"O 'bitirim' diye tarif ettiğin geri zekâlı adamın elinden bıçağı alan şoförle konuştum!"
Jale'nin komşusu Zehra hanım, nasihatlerine şöyle devam etti:
-Akıllı insan, önce neticeyi bekler, duyduklarını, gördüklerini ölçer, biçer, sentezler, sonra kesin kararını verir. Dedikodulara göre hareket etmek medeni bir insana yakışır mı? Sizin için gecesini gündüzüne katan doktor hanımefendiyi ne çabuk satabildiniz! Pes doğrusu! Yarın bunların hepsinin de yalan olduğu ortaya çıkınca bu insanların yüzüne nasıl bakacaksınız? Bu yaptıklarınızdan utanmayacak mısınız? Benim aklım almıyor siz yeni nesli! “ZE” kuşağı mısınız? Yoksa “YE” mi, “VE” mi? Bilmem ama aklınızı kullanmadığınızdan eminim!
- Çok haklısın da Zehra Abla bunları nereden biliyorsun?

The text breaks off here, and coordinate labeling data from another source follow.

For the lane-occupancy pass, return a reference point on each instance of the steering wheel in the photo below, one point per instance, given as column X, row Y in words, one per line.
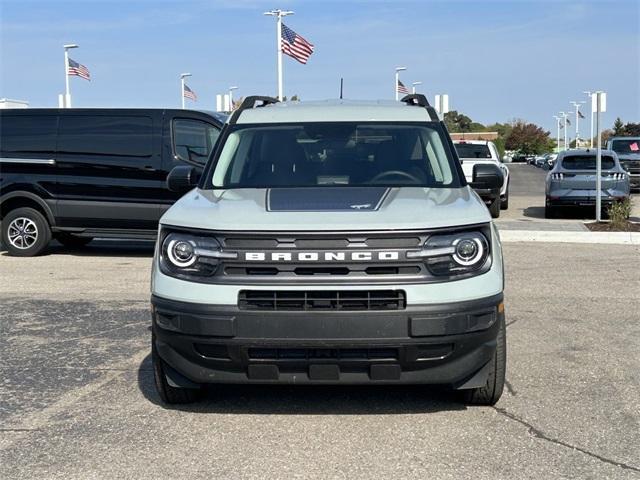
column 395, row 173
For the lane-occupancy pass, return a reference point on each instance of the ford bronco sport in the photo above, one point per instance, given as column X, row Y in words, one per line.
column 329, row 242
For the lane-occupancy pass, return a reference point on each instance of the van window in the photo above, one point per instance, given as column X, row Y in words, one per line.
column 28, row 133
column 106, row 135
column 193, row 140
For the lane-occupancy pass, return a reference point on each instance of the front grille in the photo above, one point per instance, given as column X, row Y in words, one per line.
column 272, row 300
column 333, row 354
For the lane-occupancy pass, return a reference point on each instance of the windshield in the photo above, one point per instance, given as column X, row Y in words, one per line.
column 470, row 150
column 626, row 146
column 587, row 162
column 335, row 154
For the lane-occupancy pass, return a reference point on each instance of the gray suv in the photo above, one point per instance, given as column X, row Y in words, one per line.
column 572, row 181
column 329, row 242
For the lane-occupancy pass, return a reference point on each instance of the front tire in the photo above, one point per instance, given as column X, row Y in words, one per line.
column 169, row 394
column 490, row 393
column 25, row 232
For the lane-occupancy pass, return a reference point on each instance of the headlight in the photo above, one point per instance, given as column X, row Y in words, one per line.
column 185, row 255
column 455, row 253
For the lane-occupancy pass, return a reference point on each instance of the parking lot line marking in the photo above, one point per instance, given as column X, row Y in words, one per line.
column 617, row 238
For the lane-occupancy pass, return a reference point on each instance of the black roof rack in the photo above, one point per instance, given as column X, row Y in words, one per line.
column 419, row 100
column 250, row 102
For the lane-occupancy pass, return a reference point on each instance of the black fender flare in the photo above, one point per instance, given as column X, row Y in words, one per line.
column 31, row 196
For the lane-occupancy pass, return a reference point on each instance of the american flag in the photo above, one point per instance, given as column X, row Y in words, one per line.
column 75, row 68
column 295, row 46
column 402, row 88
column 188, row 93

- O “BİTİRİM” diye tarif ettiğin geri zekâlı adamın elinden bıçağı alan şoförle konuştum, buraya gelmeden önce. Evladım olsun çok gözü kara, oldukça iyi niyetli, temiz aile çocuğu…

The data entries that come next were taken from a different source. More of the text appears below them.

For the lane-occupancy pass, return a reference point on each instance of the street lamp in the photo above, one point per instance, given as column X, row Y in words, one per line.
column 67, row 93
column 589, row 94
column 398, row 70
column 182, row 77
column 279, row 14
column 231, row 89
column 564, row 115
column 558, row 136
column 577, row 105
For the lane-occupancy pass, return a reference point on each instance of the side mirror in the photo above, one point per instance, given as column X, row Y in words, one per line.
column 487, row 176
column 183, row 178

- Peki o nereden biliyor bu kadar detayı?
- Orasını bilemem ama aklı başında adam gibi adam.
- Hakikaten öyle. Bu devirde böyle bir metropolde saf, tertemiz, kirlenmemiş insanların olabileceğini pek düşünemiyordum. Onu görünce yanıldığımı anladım. İnşallah bozulmaz.
- Kızım ahir zamandayız! Devir kötü. Her şey birbirine karışmış. Doğru diye önümüze konanların birer tuzak olduğunu anlayana kadar ömür bitiyor. Bak elli beş yaşını geride bıraktım, dile kolay. Dönüp bana sorsanız: “Zehra Teyze ne anladın bu dünyadan?” vereceğim cevap hep aynı: “Ne olacak kocaman bir HİÇ…” Yarın sizler de aynı çizgiye geleceksiniz ve aynı şeyleri söyleyeceksiniz, işte o zaman da iş işten çoktan geçmiş olacak.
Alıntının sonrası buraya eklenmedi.